Yesterday, I let my mind wander. It began with division before heading off to scales as in scale models, eventually settling on ratios. There are several famous ratios we use in real life. Mathematical things we don't even think about being ratios.

The most famous example is Pi. Pi is defined as the ratio of the circumference to the radius of a circle. How many times have you had students try to measure the circumference of a circle using a string that was later lined up against a ruler. The ruler is also used to determine the radius.

This activity has lead to great discussions on why their results are no where close to the actual number. We've discussed stretch, lack of precise measurement, and all sorts of other issues.

The golden ratio is another famous one. Basically it is the whole length/long part = long part/short part or approx. 1.618.... It appears in art, architecture, geometry, and other areas. This is even mentioned in Numb3rs and the Da Vinci Code. It is said the golden ratio was used by the Egyptians while it was used by Da Vinci when he painted the Last Supper. In addition, people who create labels for soda and such use it so the ratios look right on the bottles.

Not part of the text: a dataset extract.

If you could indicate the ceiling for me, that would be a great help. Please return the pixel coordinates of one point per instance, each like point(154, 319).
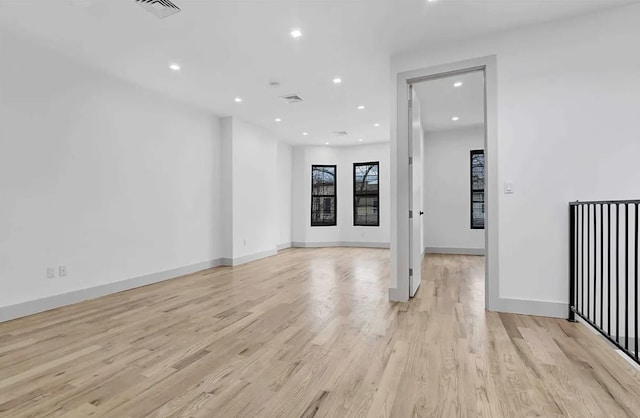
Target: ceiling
point(441, 101)
point(234, 48)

In addition, dentists use the golden ratio when fixing teeth. Both Notre Dame and the Parthenon were built using the golden ratio. There are more places you see it, in certain instruments or even with insects. The golden ratio has a tremendous influence without our being aware of it.

In the financial realm, there are many ratios used and the following are just two.

1. Price to earnings ratio which is used to determine if the price of a stock is reasonable.

2. Profit margins = Net income/sales.

I hadn't heard of these but if you are in business, you are likely to be quite familiar with them.

Even in maps, there are certain standard ratios found. The USGS uses 11 different scales on their maps depending what the map is of. If its of Puerto Rico, it will have a 1:20,000 ratio while the map of the United States is 1:1,000,000.

Anytime you look at road map, an atlas, or anything else that has a map, you are going to see a ratio which is often referred to as a map scale. It might be 1 cm represents 20,000 cm or 1 inch represents 100 km. It depends on how the scale is set up.

In addition, look at building plans whether for furniture or for houses. They are all done to scale with a ratio such as 1:20, 1:50, or 1:100 in S.I. units or 1/4" or 1/8" for US units. the 1/4" inch means 1/4" on the plan represents one foot when its built.

All these ways and we don't give it a second thought we are using ratios. We don't think about it at all.